Monday 2nd September 2013
Good afternoon. It’s been a good start to September for Sterling, with further strong economic numbers giving the Pound a boost to its highest against the Euro in 3 months. In today’s post I will take a look at the recent good run for the Pound, and also whether exchange rates will go up or down in the coming weeks and months.
I will also look at UK growth forecasts, the effect the new Bank of England governor has had, and also how any strike on Syria might affect the currency markets. So in today’s report:
- UK Manufacturing lifts Sterling.
- Pound/Euro rates at a 3 month high
- UK growth forecasts looking good
- UK and EU Interest Rates
- How military action in Syria could affect exchange rates
UK manufacturing lifts GBP/EUR to a 3 month high
UK manufacturing has continued to grow, and is now ‘booming’ according to a survey by the British Chamber of Commerce. The sector has seen its strongest growth in activity for over 2 years, and has now seen 5 consecutive months of growth.
This is very good news for the UK economy, and indeed analysts have welcomed the figures, adding that the data supported growing optimism over prospects for the economy as a whole. The economy appeared to be “running way ahead” of the forecasts, Mr Wood said, and this also strengthens the view somewhat that interest rates could go up within a year or so.
The effect on the currency markets was a positive one for anyone that needs to convert Sterling to a foreign currency. As you can see from the chart below, this caused a spike in GBP/EUR exchange rates at 09:30am when the data was released.
Exchange rates to buy Euros are now at their highest in 3 months, so if you need to buy Euros then now is a good time to consider your options and decide if you want to fix a rate while levels are very attractive.
UK growth forecasts are up
The British Chambers of Commerce (BCC) has sharply upped its 2013 growth forecast, saying the economy is gaining momentum. This is another reason for the good performance of Sterling at the moment. It’s important to note however that the BCC also warned of overseas risks to the more positive outlook, notably those posed by the Eurozone, the Middle East and China’s slowdown.
“Unfortunately the recovery is not yet secure,” said BCC head John Longworth. “We have had false dawns in recent years and although this upturn appears to be on stronger ground, we must be aware that complacency could lead to setbacks,”. So while rates are good at the moment, the recovery in the UK still depends on global factors, and it wouldn’t take much for rates to drop again – remember it was only a month or so ago rates were at a 2 year low, so if I needed to buy Euros in the next 3 months, I would consider fixing the rate sooner rather than later.
Bank of England’s MPC receives praise
The Bank of England (BoE) Monetary Policy Committee has received praise for its recent adoption of “forward guidance” – providing explicit advance warning of when interest rates might rise – which the BCC said helped provide businesses with more confidence to plan and invest. You can read a very good detailed article on Forward Guidance by the BBC’s Stephanie Flanders here. ECB and
BoE & ECB Interest rates
This Thursday both the Bank of England and European Central Bank announce their decision on whether interest rates will change, and for the BoE, whether they will pursue any more Quantitative Easing.
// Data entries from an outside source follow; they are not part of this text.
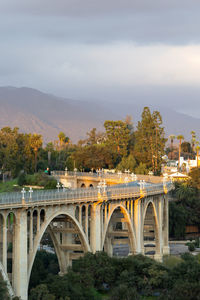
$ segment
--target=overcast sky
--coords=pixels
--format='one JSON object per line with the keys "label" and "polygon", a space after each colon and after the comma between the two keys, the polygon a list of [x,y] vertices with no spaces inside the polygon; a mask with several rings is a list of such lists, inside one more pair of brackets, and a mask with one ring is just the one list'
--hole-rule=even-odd
{"label": "overcast sky", "polygon": [[1,0],[0,86],[200,117],[199,31],[197,0]]}

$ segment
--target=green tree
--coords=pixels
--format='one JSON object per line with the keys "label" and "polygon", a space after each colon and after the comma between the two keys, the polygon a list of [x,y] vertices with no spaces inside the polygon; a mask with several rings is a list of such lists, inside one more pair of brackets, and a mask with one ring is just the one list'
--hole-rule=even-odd
{"label": "green tree", "polygon": [[3,172],[11,171],[12,175],[16,175],[19,162],[17,135],[18,128],[4,127],[0,130],[0,167]]}
{"label": "green tree", "polygon": [[177,140],[179,140],[179,147],[178,147],[178,170],[180,170],[180,157],[181,157],[181,143],[182,140],[184,139],[183,135],[177,135]]}
{"label": "green tree", "polygon": [[65,133],[62,131],[58,134],[58,139],[59,139],[59,143],[60,143],[60,146],[59,146],[60,150],[64,147],[64,145],[69,143],[69,137],[66,136]]}
{"label": "green tree", "polygon": [[149,107],[142,112],[135,132],[135,155],[138,162],[145,163],[155,174],[161,169],[166,139],[162,117],[158,111],[151,114]]}
{"label": "green tree", "polygon": [[170,136],[169,136],[169,139],[170,139],[170,150],[171,150],[171,159],[172,159],[172,152],[173,152],[173,143],[174,143],[174,139],[175,139],[176,137],[175,137],[175,135],[174,134],[171,134]]}
{"label": "green tree", "polygon": [[55,300],[56,297],[49,293],[45,284],[40,284],[30,292],[30,300]]}
{"label": "green tree", "polygon": [[193,152],[195,152],[196,132],[192,130],[190,133],[192,135],[192,139],[191,139],[192,150]]}
{"label": "green tree", "polygon": [[9,300],[10,297],[8,295],[7,284],[0,278],[0,299]]}
{"label": "green tree", "polygon": [[33,149],[34,152],[34,165],[35,165],[35,172],[37,171],[37,155],[38,155],[38,150],[40,147],[42,147],[42,136],[40,134],[32,134],[30,135],[30,146]]}
{"label": "green tree", "polygon": [[137,163],[132,154],[129,154],[127,157],[123,157],[120,163],[117,165],[116,169],[120,171],[129,170],[133,172],[135,170]]}
{"label": "green tree", "polygon": [[123,121],[105,121],[106,144],[121,156],[126,156],[130,129]]}

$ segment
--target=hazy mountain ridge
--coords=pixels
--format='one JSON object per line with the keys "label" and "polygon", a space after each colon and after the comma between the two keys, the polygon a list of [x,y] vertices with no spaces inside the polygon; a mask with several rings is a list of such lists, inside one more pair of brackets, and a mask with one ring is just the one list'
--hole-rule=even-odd
{"label": "hazy mountain ridge", "polygon": [[[0,87],[0,127],[19,127],[22,132],[37,132],[44,141],[55,140],[64,131],[72,141],[86,136],[86,132],[96,127],[103,128],[105,120],[125,119],[133,116],[134,127],[140,119],[143,106],[140,101],[133,103],[92,103],[59,98],[31,88]],[[159,106],[151,107],[161,112],[166,135],[199,131],[200,119]]]}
Now I don’t expect any change from either bank, and no further QE. What will be interesting however is any comments that come along with the decision – these could well affect Pound/Euro rates depending if comments are perceived as positive or negative by the markets, so this is something to keep an eye on should you have an imminent requirement to buy or sell currency.
Syria & the effect on exchange rates
The on-going civil war in Syria has been dominating the headlines over the last week. At one point it seemed there would be imminent strikes against the Syrian government, however following the vote in the UK parliament that effectively rules us out of any action, it seems the US has followed suit and are seeking approval from congress before launching any action.
So how would any strikes affect exchange rates? Should the US go ahead with France and launch missile strikes, then the first effect this would have on the markets would be an increase in commodity prices, oil in particular. For the currency markets, the uncertainty any strikes would create would probably strengthen safe haven currencies like the US Dollar and Swiss Franc. Conversely riskier currencies such as the Pound could weaken.
So should we see an escalation in the middle east, I would expect Pound/USD rates to drop as investors seek safe haven currencies.